Operação Criptoabate mira rede criminosa com atuação nacional e internacional
A prisão do suspeito de 41 anos, natural de Presidente Prudente (SP), no Aeroporto Santos Dumont, nesta sexta-feira, 14 de agosto de 2026, representa um capítulo da Operação Criptoabate, deflagrada na quinta-feira, 13, pela Polícia Civil do Rio Grande do Sul. A investigação, que se estendeu por mais de um ano, identificou uma organização especializada em fraudes financeiras — notadamente o chamado ‘pig butchering’ — e lavagem de dinheiro por meio de criptoativos. Segundo as autoridades, o grupo atuava em múltiplos estados brasileiros e mantinha operações no exterior, com indícios de envolvimento em pelo menos dez crimes de estelionato praticados contra vítimas de alto poder aquisitivo.
Vítima de 70 anos perde R$ 37 milhões em plataforma falsa de investimentos
A principal vítima identificada pela investigação é uma senhora de 70 anos, residente no Rio Grande do Sul, que teve seu patrimônio dilapidado após ser convencida a aportar recursos em uma plataforma de investimentos fraudulenta. Os criminosos, segundo apurou a polícia, construíram uma relação de confiança com a idosa ao longo de meses, convencendo-a de que os ganhos eram provenientes de operações legítimas em criptoativos. O prejuízo estimado supera R$ 37 milhões, valores que foram movimentados internacionalmente antes de serem apagados por meio de técnicas de lavagem. O caso reforça o padrão do ‘pig butchering’, tática que explora a vulnerabilidade emocional e a confiança das vítimas para extrair grandes quantias.

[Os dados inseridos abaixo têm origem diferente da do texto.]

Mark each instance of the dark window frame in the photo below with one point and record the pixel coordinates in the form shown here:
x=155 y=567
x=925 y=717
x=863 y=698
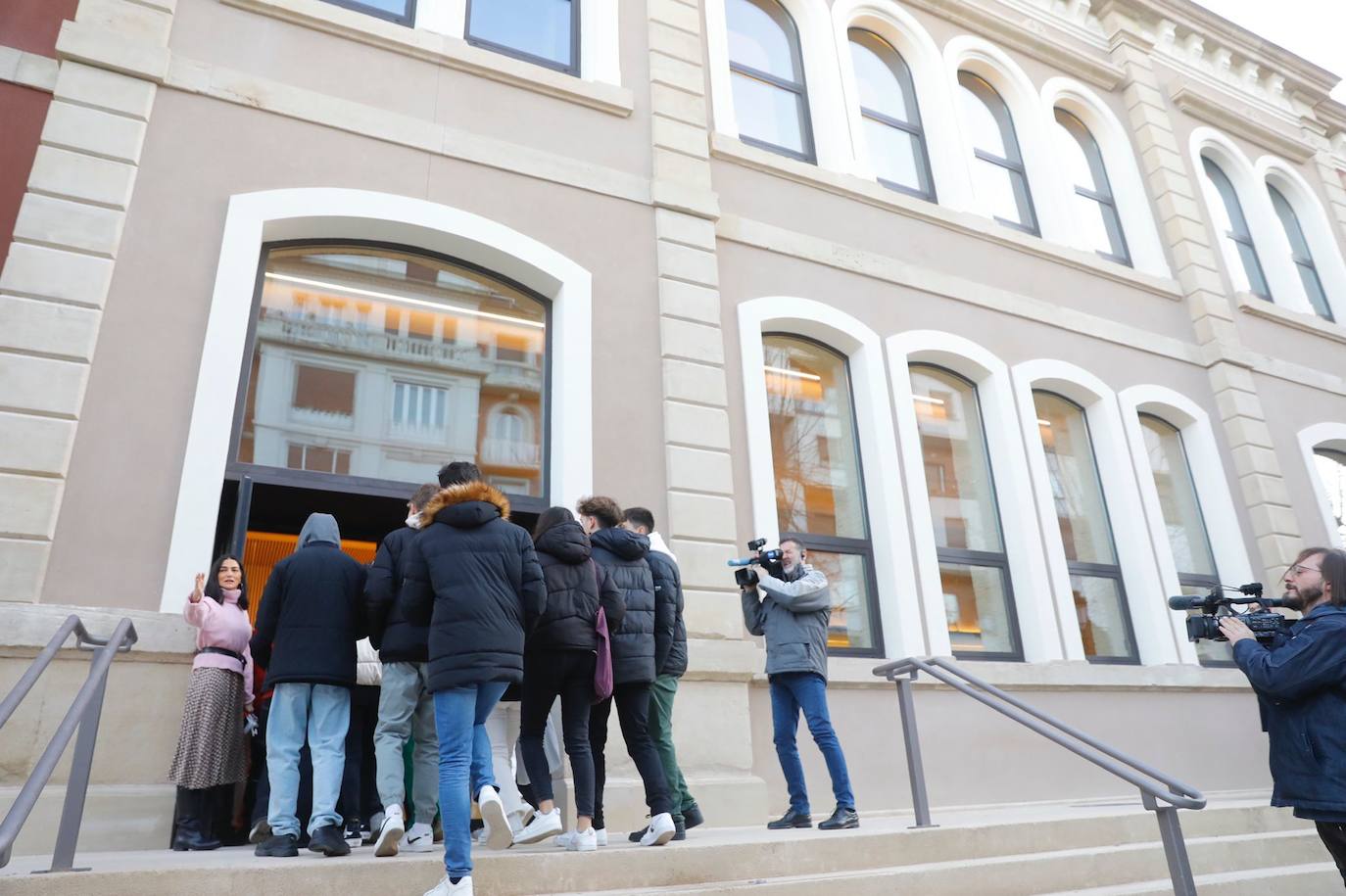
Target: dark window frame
x=572 y=69
x=801 y=89
x=236 y=470
x=862 y=547
x=985 y=558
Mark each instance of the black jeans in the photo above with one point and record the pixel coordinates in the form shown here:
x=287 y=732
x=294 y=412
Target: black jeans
x=633 y=709
x=569 y=676
x=1334 y=838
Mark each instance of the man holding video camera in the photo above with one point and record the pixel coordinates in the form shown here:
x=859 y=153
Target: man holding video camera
x=1300 y=684
x=793 y=615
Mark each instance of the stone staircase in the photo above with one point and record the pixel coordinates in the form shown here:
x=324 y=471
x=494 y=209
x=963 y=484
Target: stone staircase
x=1097 y=849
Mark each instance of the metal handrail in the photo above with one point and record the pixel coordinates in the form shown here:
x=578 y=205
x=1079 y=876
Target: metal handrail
x=83 y=715
x=1163 y=799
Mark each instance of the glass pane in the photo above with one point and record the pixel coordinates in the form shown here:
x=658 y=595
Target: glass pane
x=1075 y=481
x=1178 y=498
x=767 y=114
x=848 y=583
x=882 y=76
x=330 y=375
x=813 y=443
x=975 y=600
x=762 y=36
x=957 y=470
x=536 y=27
x=1102 y=623
x=1331 y=471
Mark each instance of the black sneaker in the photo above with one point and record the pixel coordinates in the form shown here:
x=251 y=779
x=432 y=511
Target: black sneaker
x=328 y=841
x=841 y=820
x=277 y=846
x=791 y=820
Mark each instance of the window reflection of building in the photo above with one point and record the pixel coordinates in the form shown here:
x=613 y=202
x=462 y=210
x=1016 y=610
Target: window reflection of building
x=382 y=363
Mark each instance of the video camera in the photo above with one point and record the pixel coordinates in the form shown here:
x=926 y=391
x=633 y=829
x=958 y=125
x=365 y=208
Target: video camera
x=767 y=560
x=1264 y=623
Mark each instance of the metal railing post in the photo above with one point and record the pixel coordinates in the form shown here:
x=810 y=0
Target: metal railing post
x=916 y=770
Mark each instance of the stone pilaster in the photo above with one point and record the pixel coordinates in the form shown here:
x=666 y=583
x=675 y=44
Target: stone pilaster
x=60 y=266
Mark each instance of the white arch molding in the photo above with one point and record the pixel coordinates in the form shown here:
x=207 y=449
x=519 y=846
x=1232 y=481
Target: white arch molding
x=324 y=212
x=894 y=572
x=1208 y=474
x=1150 y=615
x=1038 y=626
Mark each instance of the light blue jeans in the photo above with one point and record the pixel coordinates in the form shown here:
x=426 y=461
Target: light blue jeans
x=464 y=765
x=320 y=713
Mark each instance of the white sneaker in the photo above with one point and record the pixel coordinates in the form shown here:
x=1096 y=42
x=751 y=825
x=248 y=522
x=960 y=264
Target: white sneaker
x=659 y=831
x=419 y=838
x=443 y=888
x=499 y=835
x=389 y=833
x=544 y=825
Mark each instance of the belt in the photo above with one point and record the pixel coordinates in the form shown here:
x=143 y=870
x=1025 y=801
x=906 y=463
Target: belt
x=221 y=651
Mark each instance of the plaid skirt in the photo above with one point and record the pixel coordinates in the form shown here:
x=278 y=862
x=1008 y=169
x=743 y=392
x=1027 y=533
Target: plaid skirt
x=212 y=747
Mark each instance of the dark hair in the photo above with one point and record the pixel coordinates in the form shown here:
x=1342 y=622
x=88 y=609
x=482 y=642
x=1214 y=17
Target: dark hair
x=421 y=495
x=551 y=517
x=213 y=589
x=640 y=517
x=604 y=510
x=457 y=471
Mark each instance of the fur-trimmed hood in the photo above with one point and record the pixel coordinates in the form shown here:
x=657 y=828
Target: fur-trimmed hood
x=466 y=504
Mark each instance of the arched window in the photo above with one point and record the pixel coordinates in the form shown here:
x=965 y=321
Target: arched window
x=1094 y=206
x=542 y=31
x=1229 y=221
x=974 y=568
x=891 y=118
x=767 y=72
x=1085 y=530
x=1299 y=253
x=1331 y=471
x=999 y=179
x=1183 y=521
x=819 y=488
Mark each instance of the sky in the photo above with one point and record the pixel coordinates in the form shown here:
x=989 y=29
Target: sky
x=1314 y=29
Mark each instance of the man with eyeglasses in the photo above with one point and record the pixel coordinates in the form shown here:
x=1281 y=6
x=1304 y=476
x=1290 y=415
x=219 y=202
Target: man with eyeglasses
x=1300 y=684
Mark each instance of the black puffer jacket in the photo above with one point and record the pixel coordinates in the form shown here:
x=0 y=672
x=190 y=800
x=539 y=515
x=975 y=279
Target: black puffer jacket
x=396 y=639
x=312 y=614
x=622 y=553
x=575 y=586
x=669 y=632
x=472 y=578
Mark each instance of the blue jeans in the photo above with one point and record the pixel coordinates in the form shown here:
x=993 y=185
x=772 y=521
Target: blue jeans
x=322 y=713
x=792 y=691
x=464 y=765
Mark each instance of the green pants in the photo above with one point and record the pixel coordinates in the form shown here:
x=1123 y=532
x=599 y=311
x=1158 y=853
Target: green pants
x=661 y=732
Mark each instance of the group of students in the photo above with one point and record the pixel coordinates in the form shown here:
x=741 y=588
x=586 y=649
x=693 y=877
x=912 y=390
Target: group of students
x=464 y=608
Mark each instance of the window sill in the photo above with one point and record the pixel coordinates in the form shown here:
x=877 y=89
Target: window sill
x=453 y=53
x=874 y=194
x=1298 y=319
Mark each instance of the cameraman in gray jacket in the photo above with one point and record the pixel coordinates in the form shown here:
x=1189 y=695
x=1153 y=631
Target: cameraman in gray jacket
x=793 y=615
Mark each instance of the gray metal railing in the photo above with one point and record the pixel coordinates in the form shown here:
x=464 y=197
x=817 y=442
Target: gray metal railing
x=1159 y=792
x=85 y=712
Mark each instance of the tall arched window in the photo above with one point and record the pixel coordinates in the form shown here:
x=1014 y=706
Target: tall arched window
x=766 y=68
x=999 y=178
x=889 y=114
x=1094 y=206
x=1085 y=530
x=974 y=568
x=1229 y=221
x=1300 y=255
x=1183 y=521
x=819 y=488
x=542 y=31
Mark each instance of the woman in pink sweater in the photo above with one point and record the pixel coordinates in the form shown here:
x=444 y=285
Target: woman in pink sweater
x=212 y=748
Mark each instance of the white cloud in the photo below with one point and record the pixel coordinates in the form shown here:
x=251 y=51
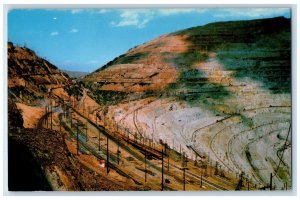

TJ-RS decreta dez prisões preventivas; PCC e facções podem estar envolvidas
O Tribunal de Justiça do Rio Grande do Sul (TJ-RS) decretou dez prisões preventivas no âmbito da operação, incluindo o homem preso no Santos Dumont. As investigações indicam que a organização mantinha vínculos com grupos criminosos estruturados, embora não haja confirmação oficial de participação de facções como o PCC ou o Comando Vermelho. Entre os alvos das medidas cautelares estão investidores de fachada, operadores de corretoras ilegais e ‘laranjas’ responsáveis por movimentar os recursos desviados. As autoridades não descartam que outras prisões ocorram nos próximos dias, à medida que novas provas forem apresentadas.
Criptoativos: o novo campo de atuação do crime organizado
A Operação Criptoabate evidencia a crescente sofisticação das quadrilhas que migram para ativos digitais, aproveitando a baixa regulação e a dificuldade de rastreamento das transações em blockchain. A Polícia Federal, que atuou em conjunto com a PF no Rio de Janeiro, destaca que o caso ilustra como o ‘pig butchering’ se tornou uma das principais modalidades de estelionato no país, com prejuízos superiores a R$ 1 bilhão por ano. Especialistas alertam que a falta de fiscalização em exchanges não regulamentadas facilita a operação desses grupos, que reinvestem os lucros em outras atividades ilícitas, como tráfico de drogas e armas.